Ursprung und Geschichte

Die evangelische Kirche von Weiterswiller, auch St.Michelskirche genannt, ist ein religiöses Gebäude, das rund 1100 im elsässischen Dorf Weiterswiller im Niederrheiner Departement erbaut wurde. Er ist seit 1921 ein historisches Denkmal, es zeigt eine romanische Architektur, die über die Jahrhunderte neu gestaltet wurde, mit einer im Jahre 1525 erweiterten Bucht und einem quadratischen Turm mit einem Dach im Pavillon. Seine Geschichte ist geprägt durch den Übergang zwischen Katholizismus und Protestantismus, vor allem durch die Einführung der Reformation der Familie Fleckenstein um 1543.

Das erste schriftliche Dokument, das die Kapelle erwähnt, stammt aus dem Jahr 1346, in dem die Begräbnisse der Gläubigen von Weiterswiller, die zuvor am Friedhof Neuwiller durchgeführt wurden, im Friedhof neben der örtlichen Kapelle stattfinden. 1366 wurde ein Prämissar gegründet, der die Feier von mehreren wöchentlichen Massen auferlegte. Die Kirche wurde 1717 gemischt und teilte ihre Verwendung zwischen Katholiken und Protestanten bis 1874, als eine neue Pfarrkirche Sankt Michael gebaut wurde.

Die Mauern der Kirche, der romanischen Herkunft, hause eine Sammlung von Fresken von Anfang des 15. Jahrhunderts, wiederentdeckt im Jahr 1906, nachdem ein Badigeon während der Reformation von einem Badigeon versteckt wurde. Diese Bilder illustrieren biblische Szenen: die Schöpfung und die Tribulationen des Menschen an der Nordwand, während die Südwand Christus, dem Erlöser der Menschheit gewidmet ist. Der Chor bewahrt auch Spuren von Gemälden, obwohl teilweise von einem späteren dogiven Gewölbe maskiert.

Das Gebäude unterzog mehrere Transformationen, vor allem im Jahr 1525, wie durch das Datum, das über dem triumphalen Bogen graviert. Nach der Reformation wurden die Wände am Ende des sechzehnten Jahrhunderts mit Bibelversen verziert. Die Kirche beherbergt auch die Gräber von vier Adligen der Familie Fleckenstein-Dagstuhl, darunter John (gest. 1552) und Henri (gest. 1561), die an der Einführung des Protestantismus in der Region beteiligt waren.

Die Kirche befindet sich im Zentrum des Dorfes, mitten in einer Umhausung, einem Vestige des alten Friedhofs, der einen Ossuary aus etwa 1500 bewahrt.

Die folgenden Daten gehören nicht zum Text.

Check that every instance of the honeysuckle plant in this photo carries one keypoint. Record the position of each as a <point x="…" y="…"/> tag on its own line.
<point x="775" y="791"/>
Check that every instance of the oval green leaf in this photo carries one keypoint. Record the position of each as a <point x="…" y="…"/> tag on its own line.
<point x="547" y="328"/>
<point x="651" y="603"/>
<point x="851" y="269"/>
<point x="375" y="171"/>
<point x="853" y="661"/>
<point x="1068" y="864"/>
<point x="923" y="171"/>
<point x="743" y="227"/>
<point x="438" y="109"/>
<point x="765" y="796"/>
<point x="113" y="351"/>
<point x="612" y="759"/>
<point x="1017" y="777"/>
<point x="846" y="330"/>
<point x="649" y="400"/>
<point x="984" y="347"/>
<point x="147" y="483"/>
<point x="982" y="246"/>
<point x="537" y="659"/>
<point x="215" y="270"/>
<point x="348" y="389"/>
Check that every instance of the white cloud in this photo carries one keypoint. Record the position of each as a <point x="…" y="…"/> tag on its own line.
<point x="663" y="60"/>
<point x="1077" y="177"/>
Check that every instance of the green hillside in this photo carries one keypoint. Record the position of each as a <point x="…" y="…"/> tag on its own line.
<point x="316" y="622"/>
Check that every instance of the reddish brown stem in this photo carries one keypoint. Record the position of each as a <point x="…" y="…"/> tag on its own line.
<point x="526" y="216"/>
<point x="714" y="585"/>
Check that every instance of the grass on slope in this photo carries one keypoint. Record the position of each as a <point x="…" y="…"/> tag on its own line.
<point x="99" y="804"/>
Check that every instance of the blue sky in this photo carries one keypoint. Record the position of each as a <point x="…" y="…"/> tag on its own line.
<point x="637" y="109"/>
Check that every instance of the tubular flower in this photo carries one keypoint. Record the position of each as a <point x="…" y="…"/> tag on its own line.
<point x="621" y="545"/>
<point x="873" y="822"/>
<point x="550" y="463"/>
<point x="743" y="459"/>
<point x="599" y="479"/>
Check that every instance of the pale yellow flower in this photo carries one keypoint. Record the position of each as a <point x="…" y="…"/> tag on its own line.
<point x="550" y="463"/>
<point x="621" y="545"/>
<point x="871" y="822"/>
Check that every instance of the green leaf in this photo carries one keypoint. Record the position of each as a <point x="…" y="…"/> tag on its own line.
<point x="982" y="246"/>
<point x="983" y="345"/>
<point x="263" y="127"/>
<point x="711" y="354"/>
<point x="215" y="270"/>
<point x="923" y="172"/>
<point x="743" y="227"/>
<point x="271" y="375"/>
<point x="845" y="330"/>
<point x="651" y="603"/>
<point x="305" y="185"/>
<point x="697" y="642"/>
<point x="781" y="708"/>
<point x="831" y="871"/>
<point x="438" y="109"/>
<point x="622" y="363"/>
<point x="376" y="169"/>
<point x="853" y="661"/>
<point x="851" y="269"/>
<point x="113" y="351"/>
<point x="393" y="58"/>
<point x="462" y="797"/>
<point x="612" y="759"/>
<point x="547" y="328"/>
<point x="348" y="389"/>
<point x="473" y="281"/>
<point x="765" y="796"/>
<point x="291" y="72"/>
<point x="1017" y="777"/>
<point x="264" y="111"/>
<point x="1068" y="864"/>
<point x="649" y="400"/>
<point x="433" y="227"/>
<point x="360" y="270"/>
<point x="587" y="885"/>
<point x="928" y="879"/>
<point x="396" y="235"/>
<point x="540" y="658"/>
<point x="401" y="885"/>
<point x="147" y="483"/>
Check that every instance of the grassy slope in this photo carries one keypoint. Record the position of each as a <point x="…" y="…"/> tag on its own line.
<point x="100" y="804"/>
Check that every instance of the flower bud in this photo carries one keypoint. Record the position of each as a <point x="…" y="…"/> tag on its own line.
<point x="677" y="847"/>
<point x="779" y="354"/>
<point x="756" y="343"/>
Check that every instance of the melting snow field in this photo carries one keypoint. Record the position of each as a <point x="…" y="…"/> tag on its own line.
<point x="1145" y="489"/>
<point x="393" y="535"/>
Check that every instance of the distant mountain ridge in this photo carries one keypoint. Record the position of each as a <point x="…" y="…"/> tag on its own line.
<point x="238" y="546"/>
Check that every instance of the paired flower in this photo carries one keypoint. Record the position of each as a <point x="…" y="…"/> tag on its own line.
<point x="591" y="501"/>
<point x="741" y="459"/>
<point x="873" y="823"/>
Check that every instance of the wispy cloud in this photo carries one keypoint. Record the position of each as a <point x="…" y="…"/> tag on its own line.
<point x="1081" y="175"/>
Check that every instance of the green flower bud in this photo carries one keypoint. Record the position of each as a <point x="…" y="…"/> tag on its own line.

Diese Verlagerung ist auf die Zerstörung der lokalen Burg während des Dreißigjährigen Krieges zurückzuführen, was zu einer Migration vom Dorf auf die Höhen des felsigen Massivs führt. Heute gehört die Pfarrgemeinde zur Union der evangelischen Kirchen von Elsass und Lothringen (UEPAL), in der Pfarrgemeinde der Fünf Tücher.